The Bay Area forum is in Berkeley, CA (Friday, January 22, 2010, 7 p.m., at 2070 Allston Way). Along with Edward Hasbrouck, co-chair of the Book Division of the NWU, confirmed speakers include U.C. Berkeley law school professor Pamela Samuelson, the initiator of a joint letter to the court by academic authors who object to the settlement, and attorney Cindy Cohn, legal director of the Electronic Frontier Foundation, who represents authors who object to the proposed settlement on privacy grounds. [Some of you may have heard Pam Samuelson and me together earlier on All Things Considered and at more length on this program KQED's "Forum with Michael Krasny".]

"All writers need to be fully aware of the settlement's provisions in order to make informed decisions," said NWU President Larry Goldbetter. "Writers have a second chance, regardless of whether you received official notice or what you did about the original settlement proposal. This is especially important with the new 'opt-out' date set for January 28."

While some people may think they aren't affected because they don't write "books", the definition of "book" in the proposed settlement also includes offprints of articles, articles in irregular serials, monographs, chapbooks, ephemera, unpublished dissertations, etc. In my own case, Google classified a 20-page article, word processed and photocopied on 8 1/2 by 11 inch paper, with a staple in the corner, as a "book".

Both meetings are open to the public. We especially welcome, lapsed, returning, and of course new and prospective NWU members. (The NWU is among my top recommended resources for both established and aspiring travel writers.)
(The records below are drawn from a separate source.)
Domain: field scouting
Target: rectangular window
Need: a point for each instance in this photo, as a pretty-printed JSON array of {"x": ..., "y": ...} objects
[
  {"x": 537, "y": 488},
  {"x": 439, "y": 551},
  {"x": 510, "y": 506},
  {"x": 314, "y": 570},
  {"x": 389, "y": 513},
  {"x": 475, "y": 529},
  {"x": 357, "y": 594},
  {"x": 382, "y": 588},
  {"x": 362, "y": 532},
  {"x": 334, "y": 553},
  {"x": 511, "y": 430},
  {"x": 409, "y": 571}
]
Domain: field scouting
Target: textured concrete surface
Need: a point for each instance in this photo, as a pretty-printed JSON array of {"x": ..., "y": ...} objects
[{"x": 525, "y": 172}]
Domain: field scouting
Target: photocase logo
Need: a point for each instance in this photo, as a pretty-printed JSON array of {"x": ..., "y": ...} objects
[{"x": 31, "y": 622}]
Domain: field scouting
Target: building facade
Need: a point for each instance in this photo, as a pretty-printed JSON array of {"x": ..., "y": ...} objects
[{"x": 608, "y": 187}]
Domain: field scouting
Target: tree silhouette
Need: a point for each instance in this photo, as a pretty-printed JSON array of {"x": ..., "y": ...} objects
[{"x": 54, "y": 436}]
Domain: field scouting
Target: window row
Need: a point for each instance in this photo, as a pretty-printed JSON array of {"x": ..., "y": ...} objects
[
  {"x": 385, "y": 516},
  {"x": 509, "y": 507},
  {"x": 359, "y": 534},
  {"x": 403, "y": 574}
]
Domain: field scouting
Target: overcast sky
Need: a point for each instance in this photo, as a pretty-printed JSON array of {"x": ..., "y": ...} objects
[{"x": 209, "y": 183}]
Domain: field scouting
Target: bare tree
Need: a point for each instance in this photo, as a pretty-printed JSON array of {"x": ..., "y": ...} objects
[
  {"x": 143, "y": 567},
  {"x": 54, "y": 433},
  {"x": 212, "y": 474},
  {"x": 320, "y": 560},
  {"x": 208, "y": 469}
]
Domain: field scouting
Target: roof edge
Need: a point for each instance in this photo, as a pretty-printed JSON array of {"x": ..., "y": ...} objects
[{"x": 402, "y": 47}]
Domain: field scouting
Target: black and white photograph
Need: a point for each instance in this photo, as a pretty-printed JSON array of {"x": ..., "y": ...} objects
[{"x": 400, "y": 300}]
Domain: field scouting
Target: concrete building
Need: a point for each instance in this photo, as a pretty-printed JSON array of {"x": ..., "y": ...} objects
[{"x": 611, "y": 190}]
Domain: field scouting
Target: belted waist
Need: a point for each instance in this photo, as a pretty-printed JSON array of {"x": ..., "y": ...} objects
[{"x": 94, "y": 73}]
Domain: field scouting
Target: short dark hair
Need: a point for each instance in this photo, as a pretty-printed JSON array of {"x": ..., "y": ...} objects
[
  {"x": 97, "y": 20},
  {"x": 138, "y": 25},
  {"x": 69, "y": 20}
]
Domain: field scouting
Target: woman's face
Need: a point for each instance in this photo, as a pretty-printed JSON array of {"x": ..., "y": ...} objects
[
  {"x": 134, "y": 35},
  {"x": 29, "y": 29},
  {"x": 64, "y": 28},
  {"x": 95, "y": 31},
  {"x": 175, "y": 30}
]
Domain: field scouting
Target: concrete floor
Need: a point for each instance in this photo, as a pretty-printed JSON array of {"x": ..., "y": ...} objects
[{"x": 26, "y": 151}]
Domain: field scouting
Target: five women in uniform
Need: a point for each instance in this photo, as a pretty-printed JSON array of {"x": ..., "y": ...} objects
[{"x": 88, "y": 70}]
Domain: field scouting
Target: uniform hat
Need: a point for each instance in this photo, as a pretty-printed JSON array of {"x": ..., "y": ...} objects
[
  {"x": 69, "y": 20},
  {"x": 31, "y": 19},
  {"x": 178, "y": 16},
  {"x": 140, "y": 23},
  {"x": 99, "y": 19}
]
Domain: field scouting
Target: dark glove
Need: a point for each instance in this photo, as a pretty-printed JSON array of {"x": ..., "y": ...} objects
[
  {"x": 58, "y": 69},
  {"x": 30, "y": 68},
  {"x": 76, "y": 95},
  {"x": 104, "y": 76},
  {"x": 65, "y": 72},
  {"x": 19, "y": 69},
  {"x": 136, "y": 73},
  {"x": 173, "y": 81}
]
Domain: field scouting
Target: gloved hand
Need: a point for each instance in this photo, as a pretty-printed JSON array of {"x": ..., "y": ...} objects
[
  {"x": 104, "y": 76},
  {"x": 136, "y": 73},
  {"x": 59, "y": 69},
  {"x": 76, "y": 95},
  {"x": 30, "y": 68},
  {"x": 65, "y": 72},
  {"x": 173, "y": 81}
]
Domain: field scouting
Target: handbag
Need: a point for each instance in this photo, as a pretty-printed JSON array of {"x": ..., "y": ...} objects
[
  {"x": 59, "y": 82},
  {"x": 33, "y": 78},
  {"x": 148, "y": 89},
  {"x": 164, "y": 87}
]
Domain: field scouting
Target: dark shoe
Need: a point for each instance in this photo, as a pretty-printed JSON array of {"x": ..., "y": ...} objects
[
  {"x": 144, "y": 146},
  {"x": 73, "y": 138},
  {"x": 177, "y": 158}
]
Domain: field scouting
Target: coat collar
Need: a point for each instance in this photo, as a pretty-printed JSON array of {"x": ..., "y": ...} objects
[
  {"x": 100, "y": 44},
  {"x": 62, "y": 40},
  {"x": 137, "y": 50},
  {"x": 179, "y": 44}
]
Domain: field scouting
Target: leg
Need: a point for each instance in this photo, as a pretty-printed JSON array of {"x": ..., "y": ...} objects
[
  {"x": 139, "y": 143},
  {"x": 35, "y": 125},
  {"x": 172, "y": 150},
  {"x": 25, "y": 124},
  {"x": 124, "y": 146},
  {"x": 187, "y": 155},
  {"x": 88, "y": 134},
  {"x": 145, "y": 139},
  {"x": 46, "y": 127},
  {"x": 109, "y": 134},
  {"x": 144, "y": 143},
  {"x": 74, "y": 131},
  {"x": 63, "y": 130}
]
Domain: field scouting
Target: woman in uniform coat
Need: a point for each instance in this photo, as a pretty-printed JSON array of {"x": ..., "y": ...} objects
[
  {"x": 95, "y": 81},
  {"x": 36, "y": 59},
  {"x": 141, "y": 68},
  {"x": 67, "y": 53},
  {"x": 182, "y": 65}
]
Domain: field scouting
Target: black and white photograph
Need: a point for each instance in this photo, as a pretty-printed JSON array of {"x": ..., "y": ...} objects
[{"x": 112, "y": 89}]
Both programs will be recorded, and there are plans to make them available as audio podcasts as well as hold a conference call for at-large and other NWU members who still have questions. (A live webcast of the New York City event may be possible, but is not yet confirmed.)
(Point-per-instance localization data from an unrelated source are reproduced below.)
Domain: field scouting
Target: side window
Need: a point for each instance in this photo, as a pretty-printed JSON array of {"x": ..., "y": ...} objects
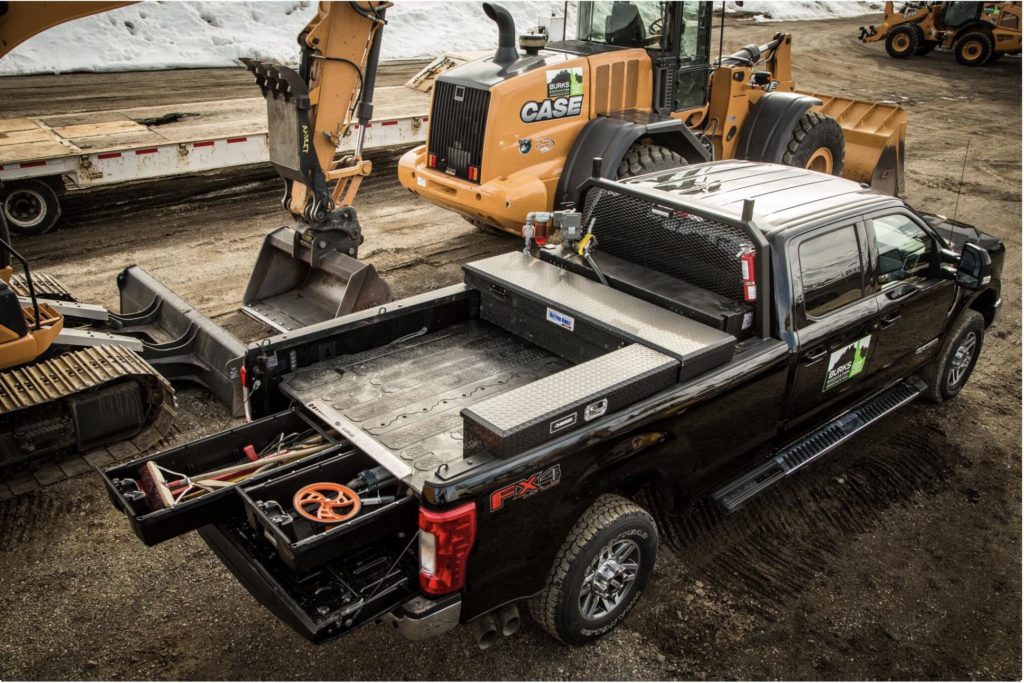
[
  {"x": 830, "y": 270},
  {"x": 904, "y": 250}
]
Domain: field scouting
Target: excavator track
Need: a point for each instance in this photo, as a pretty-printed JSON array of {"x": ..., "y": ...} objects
[{"x": 75, "y": 402}]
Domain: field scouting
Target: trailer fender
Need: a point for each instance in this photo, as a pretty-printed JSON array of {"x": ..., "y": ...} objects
[
  {"x": 610, "y": 138},
  {"x": 769, "y": 126}
]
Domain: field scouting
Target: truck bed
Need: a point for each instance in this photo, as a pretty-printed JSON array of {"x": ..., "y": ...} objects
[{"x": 408, "y": 395}]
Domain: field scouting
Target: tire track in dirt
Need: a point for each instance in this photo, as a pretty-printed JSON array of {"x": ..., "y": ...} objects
[{"x": 779, "y": 542}]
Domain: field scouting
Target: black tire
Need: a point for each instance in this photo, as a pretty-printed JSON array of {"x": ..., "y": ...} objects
[
  {"x": 31, "y": 207},
  {"x": 974, "y": 49},
  {"x": 817, "y": 143},
  {"x": 903, "y": 41},
  {"x": 952, "y": 367},
  {"x": 643, "y": 159},
  {"x": 611, "y": 522}
]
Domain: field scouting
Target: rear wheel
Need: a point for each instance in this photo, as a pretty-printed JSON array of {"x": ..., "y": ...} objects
[
  {"x": 642, "y": 159},
  {"x": 30, "y": 206},
  {"x": 974, "y": 49},
  {"x": 951, "y": 369},
  {"x": 817, "y": 143},
  {"x": 599, "y": 572},
  {"x": 903, "y": 41}
]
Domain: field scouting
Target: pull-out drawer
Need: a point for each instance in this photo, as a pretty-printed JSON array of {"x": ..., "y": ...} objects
[
  {"x": 331, "y": 600},
  {"x": 154, "y": 519},
  {"x": 386, "y": 508}
]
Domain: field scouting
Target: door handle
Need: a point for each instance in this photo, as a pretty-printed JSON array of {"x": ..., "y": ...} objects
[
  {"x": 890, "y": 319},
  {"x": 814, "y": 355}
]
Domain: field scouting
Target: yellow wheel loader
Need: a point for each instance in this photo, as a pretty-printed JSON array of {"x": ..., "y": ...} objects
[
  {"x": 519, "y": 131},
  {"x": 978, "y": 33}
]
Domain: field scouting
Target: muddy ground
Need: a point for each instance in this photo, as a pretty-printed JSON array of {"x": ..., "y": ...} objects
[{"x": 899, "y": 557}]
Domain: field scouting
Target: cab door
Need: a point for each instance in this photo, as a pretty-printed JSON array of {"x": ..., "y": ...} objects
[
  {"x": 913, "y": 298},
  {"x": 836, "y": 316}
]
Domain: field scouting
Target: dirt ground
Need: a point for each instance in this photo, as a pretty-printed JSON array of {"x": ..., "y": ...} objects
[{"x": 897, "y": 558}]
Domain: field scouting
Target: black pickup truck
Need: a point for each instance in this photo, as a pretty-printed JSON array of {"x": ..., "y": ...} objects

We've assembled all-star panels of legal experts on both coasts to advise writers, but that took time and there's little time left to spread the word. Please forward this announcement , link to it from your blog, talk to fellow writers about, and put up notices in Bay Area and New York bookstores, cafes, campuses, and other writers' hangouts.

[Follow-up: Text of my opening comments and audio and video of both the New York and Berkeley events.]

Link | Posted by Edward on Wednesday, 13 January 2010, 20:12 ( 8:12 PM) | TrackBack (0)
Comments

Edward
If you haven't seen it, I recommend this review of the Lanier book. It might even be worthwhile interviewing Lanier.


The Madness of Crowds and an Internet Delusion

FINDINGS
By JOHN TIERNEY, New York Times, 1-11-10

(Beginning)
"When does the wisdom of crowds give way to the meanness of mobs?

"In the 1990s, Jaron Lanier was one of the digital pioneers hailing the wonderful possibilities that would be realized once the Internet allowed musicians, artists, scientists and engineers around the world to instantly
share their work. Now, like a lot of us, he is having second thoughts."


(The end)
"In theory, public officials could deter piracy by stiffening the penalties, but they're aware of another crucial distinction between online piracy and house burglary: There are a lot more homeowners than burglars, but there are a lot more consumers of digital content than producers of it.

"The result is a problem a bit like trying to stop a mob of looters. When the majority of people feel entitled to someone's property, who's going to stand in their way?"

Louise

Posted by: Louise Lacey, 13 January 2010, 22:12 (10:12 PM)

I opted out of this "settlement" and 1. had to find where to opt out (no one told me it's up to You to tell google NO) and 2. I received no confirmation from google AT ALL that I was opted out, after I filled in the online form. Both should tell you something about google.